Com o passar dos dias surgem novas e novas questões controvertidas a respeito da aplicação da Lei 11.441, de 04.01.2007, que permitiu a realização de inventários, separações e divórcios pela via administrativa notarial.
Além daquelas já levantadas em meu artigo anterior “Escrituras de Inventários, Separações e Divórcios: alguns cuidados” (Jus Navigandi: http://jus2.uol.com.br/doutrina/texto.asp?id=9391, Amagis: http://www.amagis.com.br/?pagina=noticias&pag_int=artigos_&pag_3ro=recentes; AMB: http://www.amb.com.br/portal/index.asp?secao=artigo_detalhe&art_id=571), vejamos outras dessas controvérsias e o meu pensamento a respeito, sempre respeitando as opiniões em contrário:
1) INVENTÁRIO E PARTILHA COM PAGAMENTOS DE VEÍCULOS E SALDOS BANCÁRIOS
Nas partilhas em processos de inventário judicial muito comum a existência de veículos, que passam a compor o pagamento da legítima de determinado herdeiro, sendo praxe a expedição de alvarás para sua transferência nos departamentos de trânsito. Também corriqueiro a partilha de dinheiro objeto de depósitos em contas ou de aplicações financeiras, com a expedição de alvarás aos bancos e caixas econômicas autorizando ou determinando o seu pagamento.
Tal também ocorre nas partilhas de separação e divórcio, nas quais muitas vezes um veículo registrado em nome de um dos cônjuges, ou o saldo de uma conta bancária em nome exclusivo de um, na partilha dos bens passa a compor a meação do outro.
Na verdade, em se tratando de partilha promovida em juízo, o documento comprobatório do direito adquirido é o formal de partilha, cuja apresentação aos bancos é suficiente para possibilitar ao contemplado receber os valores a que tem direito. Também é o documento hábil para as autoridades de trânsito transferir em seus registros a propriedade dos veículos. Na prática não é o que ocorre, prevalecendo as exigências indevidas de alvará.
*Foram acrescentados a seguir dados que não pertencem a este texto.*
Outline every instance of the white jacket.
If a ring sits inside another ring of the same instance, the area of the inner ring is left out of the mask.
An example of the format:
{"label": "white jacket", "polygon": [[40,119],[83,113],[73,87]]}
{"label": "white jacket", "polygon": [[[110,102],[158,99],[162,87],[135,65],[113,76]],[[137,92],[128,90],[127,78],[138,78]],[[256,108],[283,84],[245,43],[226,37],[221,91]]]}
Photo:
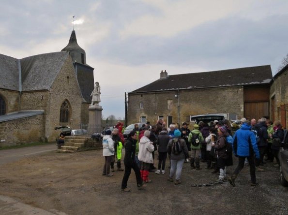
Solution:
{"label": "white jacket", "polygon": [[209,136],[205,138],[205,142],[206,142],[206,151],[211,151],[212,148],[212,140],[211,139],[212,135],[214,136],[214,142],[215,142],[216,135],[214,133],[210,133]]}
{"label": "white jacket", "polygon": [[114,142],[109,135],[106,135],[102,140],[103,156],[111,156],[114,154]]}
{"label": "white jacket", "polygon": [[139,142],[138,159],[142,162],[153,164],[152,152],[153,150],[153,143],[147,136],[143,136]]}

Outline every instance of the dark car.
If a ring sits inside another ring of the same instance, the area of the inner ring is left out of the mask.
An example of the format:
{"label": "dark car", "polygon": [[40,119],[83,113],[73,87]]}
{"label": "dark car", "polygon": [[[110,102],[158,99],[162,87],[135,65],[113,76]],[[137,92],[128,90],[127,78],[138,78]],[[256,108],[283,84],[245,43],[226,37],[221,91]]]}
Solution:
{"label": "dark car", "polygon": [[124,136],[124,138],[126,139],[127,137],[128,137],[128,135],[129,134],[130,132],[133,131],[134,128],[135,127],[135,124],[137,124],[139,125],[139,128],[142,127],[142,125],[143,124],[146,124],[144,122],[139,122],[138,123],[134,123],[131,124],[131,125],[128,125],[127,127],[126,127],[125,129],[125,131],[124,131],[124,133],[123,133],[123,136]]}
{"label": "dark car", "polygon": [[280,180],[281,184],[288,186],[288,132],[285,131],[284,139],[279,150],[280,161]]}
{"label": "dark car", "polygon": [[198,124],[202,121],[206,123],[209,123],[211,121],[223,120],[224,119],[224,115],[223,114],[206,114],[204,115],[190,116],[190,122],[195,122]]}

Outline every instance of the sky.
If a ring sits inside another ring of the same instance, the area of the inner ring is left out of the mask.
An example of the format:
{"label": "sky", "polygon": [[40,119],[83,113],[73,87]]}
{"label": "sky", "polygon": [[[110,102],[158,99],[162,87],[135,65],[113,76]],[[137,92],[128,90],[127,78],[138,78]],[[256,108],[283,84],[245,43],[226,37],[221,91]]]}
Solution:
{"label": "sky", "polygon": [[[74,25],[101,87],[102,115],[124,93],[168,75],[270,65],[288,53],[288,1],[1,0],[0,53],[60,51]],[[75,16],[73,23],[73,16]]]}

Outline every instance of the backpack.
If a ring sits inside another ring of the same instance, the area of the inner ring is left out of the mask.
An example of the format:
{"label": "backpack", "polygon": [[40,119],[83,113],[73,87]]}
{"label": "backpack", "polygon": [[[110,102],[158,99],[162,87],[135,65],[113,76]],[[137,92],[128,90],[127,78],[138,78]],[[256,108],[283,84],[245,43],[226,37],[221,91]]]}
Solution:
{"label": "backpack", "polygon": [[182,151],[180,139],[175,141],[174,139],[172,144],[172,151],[174,154],[179,154]]}
{"label": "backpack", "polygon": [[200,144],[200,140],[199,139],[199,134],[192,133],[192,145],[195,147],[197,147]]}

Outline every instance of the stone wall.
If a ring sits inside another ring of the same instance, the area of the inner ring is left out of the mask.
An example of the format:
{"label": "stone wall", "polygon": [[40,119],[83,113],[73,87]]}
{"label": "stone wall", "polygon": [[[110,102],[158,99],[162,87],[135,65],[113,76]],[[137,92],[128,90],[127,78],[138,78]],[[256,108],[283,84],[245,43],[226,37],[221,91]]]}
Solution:
{"label": "stone wall", "polygon": [[0,95],[6,103],[6,114],[19,111],[19,92],[1,89]]}
{"label": "stone wall", "polygon": [[[156,93],[129,94],[128,124],[139,122],[141,116],[154,124],[159,116],[166,121],[168,116],[178,122],[178,95],[180,98],[180,123],[189,122],[190,115],[208,113],[236,114],[243,117],[243,96],[242,86],[190,90],[162,92]],[[177,95],[177,97],[175,97]],[[172,100],[171,110],[167,109],[167,100]],[[140,108],[143,102],[143,108]]]}
{"label": "stone wall", "polygon": [[44,115],[0,123],[0,146],[45,141]]}

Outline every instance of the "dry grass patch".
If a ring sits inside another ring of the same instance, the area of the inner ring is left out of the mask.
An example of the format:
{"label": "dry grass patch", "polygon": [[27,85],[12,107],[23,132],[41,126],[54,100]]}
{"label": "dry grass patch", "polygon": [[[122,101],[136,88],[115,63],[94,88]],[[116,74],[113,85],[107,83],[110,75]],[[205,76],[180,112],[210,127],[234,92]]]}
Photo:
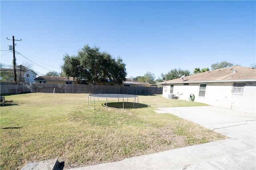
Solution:
{"label": "dry grass patch", "polygon": [[87,106],[87,95],[6,96],[14,102],[1,107],[0,169],[20,169],[28,162],[53,158],[64,161],[67,169],[226,138],[173,115],[154,111],[158,107],[203,104],[140,96],[139,104],[147,107],[107,111],[105,100],[100,100],[93,110]]}

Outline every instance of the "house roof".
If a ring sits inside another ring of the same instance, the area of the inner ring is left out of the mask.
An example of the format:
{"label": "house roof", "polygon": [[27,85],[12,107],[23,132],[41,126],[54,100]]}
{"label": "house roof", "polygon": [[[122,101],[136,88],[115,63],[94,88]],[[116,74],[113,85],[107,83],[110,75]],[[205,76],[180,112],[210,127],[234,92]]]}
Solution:
{"label": "house roof", "polygon": [[47,81],[73,81],[73,77],[59,77],[54,76],[39,76],[34,79],[35,80]]}
{"label": "house roof", "polygon": [[[18,72],[20,71],[20,66],[17,66],[17,67],[16,68],[16,71]],[[22,67],[22,70],[24,72],[32,72],[34,74],[36,75],[38,75],[37,73],[36,72],[32,70],[28,70],[24,67]],[[14,69],[12,68],[0,68],[0,71],[14,71]]]}
{"label": "house roof", "polygon": [[140,86],[152,86],[150,83],[139,82],[130,78],[126,78],[125,82],[123,82],[123,84],[134,84]]}
{"label": "house roof", "polygon": [[[235,71],[234,71],[235,70]],[[161,84],[192,82],[256,81],[256,69],[234,66],[171,80]]]}

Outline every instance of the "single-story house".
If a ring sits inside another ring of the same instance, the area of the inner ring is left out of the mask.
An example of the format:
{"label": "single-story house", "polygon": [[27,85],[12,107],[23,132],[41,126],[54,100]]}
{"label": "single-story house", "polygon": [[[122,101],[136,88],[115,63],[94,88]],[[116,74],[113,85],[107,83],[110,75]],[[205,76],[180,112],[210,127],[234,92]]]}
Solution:
{"label": "single-story house", "polygon": [[78,84],[73,77],[59,77],[54,76],[39,76],[34,79],[36,83],[57,84]]}
{"label": "single-story house", "polygon": [[256,112],[256,69],[253,68],[225,68],[161,84],[163,97]]}
{"label": "single-story house", "polygon": [[24,82],[28,83],[35,83],[35,78],[37,74],[33,70],[31,70],[24,72]]}
{"label": "single-story house", "polygon": [[124,86],[144,86],[144,87],[151,87],[154,86],[149,83],[142,82],[134,80],[130,78],[126,78],[125,81],[123,82],[122,84]]}
{"label": "single-story house", "polygon": [[115,84],[115,80],[112,79],[103,79],[97,82],[97,84],[99,85],[102,85],[109,86],[114,86],[118,85]]}

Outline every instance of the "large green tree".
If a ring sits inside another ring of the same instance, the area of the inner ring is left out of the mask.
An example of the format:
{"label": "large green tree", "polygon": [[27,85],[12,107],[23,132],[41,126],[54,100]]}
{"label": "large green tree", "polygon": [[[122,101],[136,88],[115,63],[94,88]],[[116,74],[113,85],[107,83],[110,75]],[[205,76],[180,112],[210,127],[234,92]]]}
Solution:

Mas e nos casos de partilha por escritura pública?
Por certo, como costumeiramente o fazem, as instituições financeiras continuarão exigindo autorizações judiciais, mediante alvarás, para o pagamento de valores aos contemplados na partilha, havendo grande probabilidade dos departamentos de trânsito também agirem da mesma forma.
Entendo serem exigências descabidas, porquanto as escrituras públicas são os documentos hábeis a comprovar a aquisição dos direitos pelos contemplados nas partilhas, sejam herdeiros, meeiros ou ex-cônjuges separados ou divorciados.
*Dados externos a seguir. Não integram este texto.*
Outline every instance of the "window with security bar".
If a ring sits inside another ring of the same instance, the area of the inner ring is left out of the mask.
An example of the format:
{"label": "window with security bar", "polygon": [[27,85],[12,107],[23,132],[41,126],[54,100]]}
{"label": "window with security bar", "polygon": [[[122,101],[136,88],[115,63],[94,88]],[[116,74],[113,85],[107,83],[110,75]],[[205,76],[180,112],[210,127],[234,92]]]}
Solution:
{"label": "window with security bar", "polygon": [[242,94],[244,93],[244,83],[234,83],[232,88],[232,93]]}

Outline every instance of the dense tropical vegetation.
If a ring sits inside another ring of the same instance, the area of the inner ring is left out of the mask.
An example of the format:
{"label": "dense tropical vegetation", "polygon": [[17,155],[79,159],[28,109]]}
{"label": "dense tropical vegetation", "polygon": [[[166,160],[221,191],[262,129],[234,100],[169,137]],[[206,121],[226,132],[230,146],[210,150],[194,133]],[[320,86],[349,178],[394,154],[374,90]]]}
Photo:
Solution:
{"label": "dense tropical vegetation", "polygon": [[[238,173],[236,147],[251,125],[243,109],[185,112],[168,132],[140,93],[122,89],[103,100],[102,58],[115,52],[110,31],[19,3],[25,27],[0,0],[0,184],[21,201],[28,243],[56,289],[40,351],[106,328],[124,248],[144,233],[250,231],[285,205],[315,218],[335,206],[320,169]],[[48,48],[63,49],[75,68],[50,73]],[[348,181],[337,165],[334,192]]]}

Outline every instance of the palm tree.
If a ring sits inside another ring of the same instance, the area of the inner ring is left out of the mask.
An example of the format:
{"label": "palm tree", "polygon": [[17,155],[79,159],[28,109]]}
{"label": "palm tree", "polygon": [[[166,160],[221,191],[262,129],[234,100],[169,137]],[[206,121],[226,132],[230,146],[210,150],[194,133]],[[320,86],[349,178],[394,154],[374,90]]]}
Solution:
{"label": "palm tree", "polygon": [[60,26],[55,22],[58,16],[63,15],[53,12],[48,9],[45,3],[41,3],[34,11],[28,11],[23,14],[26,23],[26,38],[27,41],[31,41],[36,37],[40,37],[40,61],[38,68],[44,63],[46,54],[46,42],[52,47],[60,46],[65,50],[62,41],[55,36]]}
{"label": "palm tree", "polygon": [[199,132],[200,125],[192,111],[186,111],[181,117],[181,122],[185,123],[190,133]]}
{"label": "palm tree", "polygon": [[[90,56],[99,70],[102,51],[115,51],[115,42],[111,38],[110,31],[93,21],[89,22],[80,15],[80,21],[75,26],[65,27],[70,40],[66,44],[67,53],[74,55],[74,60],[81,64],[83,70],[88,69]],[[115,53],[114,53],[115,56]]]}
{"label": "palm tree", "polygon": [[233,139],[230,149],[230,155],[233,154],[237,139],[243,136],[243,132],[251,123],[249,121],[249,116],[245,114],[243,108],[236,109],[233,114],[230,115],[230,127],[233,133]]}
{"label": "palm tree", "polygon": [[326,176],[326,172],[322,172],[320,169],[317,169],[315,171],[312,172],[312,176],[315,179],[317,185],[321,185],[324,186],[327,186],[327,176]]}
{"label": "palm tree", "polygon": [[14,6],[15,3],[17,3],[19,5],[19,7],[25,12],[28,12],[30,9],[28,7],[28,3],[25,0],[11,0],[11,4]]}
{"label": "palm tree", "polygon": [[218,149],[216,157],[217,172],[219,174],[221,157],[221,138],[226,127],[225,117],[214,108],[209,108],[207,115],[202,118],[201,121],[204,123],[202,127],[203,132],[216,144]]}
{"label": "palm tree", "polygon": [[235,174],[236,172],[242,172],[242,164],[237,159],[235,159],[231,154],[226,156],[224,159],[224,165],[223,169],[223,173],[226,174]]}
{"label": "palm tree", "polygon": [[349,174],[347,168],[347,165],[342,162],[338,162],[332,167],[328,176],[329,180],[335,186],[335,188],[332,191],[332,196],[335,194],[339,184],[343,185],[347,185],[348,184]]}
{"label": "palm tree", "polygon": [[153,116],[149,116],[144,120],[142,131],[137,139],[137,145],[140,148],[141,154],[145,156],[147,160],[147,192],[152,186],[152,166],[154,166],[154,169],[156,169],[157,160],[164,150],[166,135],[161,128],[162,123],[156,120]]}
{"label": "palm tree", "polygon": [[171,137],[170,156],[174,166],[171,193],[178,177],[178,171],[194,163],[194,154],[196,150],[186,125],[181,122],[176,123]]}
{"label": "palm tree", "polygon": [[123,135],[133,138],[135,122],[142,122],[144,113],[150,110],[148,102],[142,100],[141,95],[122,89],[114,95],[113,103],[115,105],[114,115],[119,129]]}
Admitir que os bancos, os departamentos de trânsito e outros órgãos públicos ou de atendimento ao público (junta comercial, registro de títulos e documentos, empresas de telefonia), assim como sociedades por quotas, clubes, etc. possam recusar validade às escrituras públicas, obrigando as partes a postular em Juízo alvarás para concretização dos direitos estampados na partilha, será esvaziar a nova lei, dela fazendo tábula rasa.
Apenas para exemplificar o absurdo dessa exigência, se houver, basta imaginar a seguinte situação: Em um inventário, por escritura pública, com os herdeiros maiores e capazes, o herdeiro “X” recebe em pagamento de seu quinhão, no valor total de R$1.000.000,00 (um milhão de reais), os seguintes bens: a) uma fazenda no valor de R$500.000,00; b) um apartamento no valor de R$493.000,00; c) um veículo usado no valor de R$6.000,00 e d) o saldo de uma conta bancária no valor de R$1.000,00. Lavrada a escritura, poderá ele de imediato obter o registro imobiliário e alienar a fazenda e o apartamento no total de R$993.000,00 (novecentos e noventa e três mil reais), sem qualquer intervenção judicial. Porém, terá de postular alvará judicial para transferir para o seu nome o veículo usado de R$6.000,00 e para levantar o saldo de R$1.000,00.
2) PRESENÇA NÃO OBRIGATÓRIA DAS PARTES
Há quem sustente a obrigatoriedade do comparecimento pessoal das partes contratantes nas escrituras públicas de inventário, separação e divórcio.
No entanto, consoante se depreende da leitura atenta do parágrafo único do art. 982[1] e do § 2º do art. 1.124-A[2], ambos do Código Civil, com a redação dada pela Lei 11.441/2007, a exigência de comparecimento pessoal ao ato notarial é apenas do advogado ou dos advogados que assistem os contratantes, nada impedindo que estes sejam representados por procuradores com poderes especiais, devidamente munidos de procuração por instrumento público, como exigível na primeira parte do art. 657 do Código Civil [3].
Até porque, salvo engano, os únicos atos notariais que não podem ser praticados por mandato são o testamento público e a aprovação do testamento cerrado, nos quais a presença do testador é indispensável.
Em relação aos processos, nos casos de divórcio direto (por analogia) e principalmente de separação consensual, por força do artigo 1.122 e seus parágrafos[4] a praxe era exigir o comparecimento pessoal das partes em audiência preliminar para tentativa pelo Juiz de reconciliação do casal.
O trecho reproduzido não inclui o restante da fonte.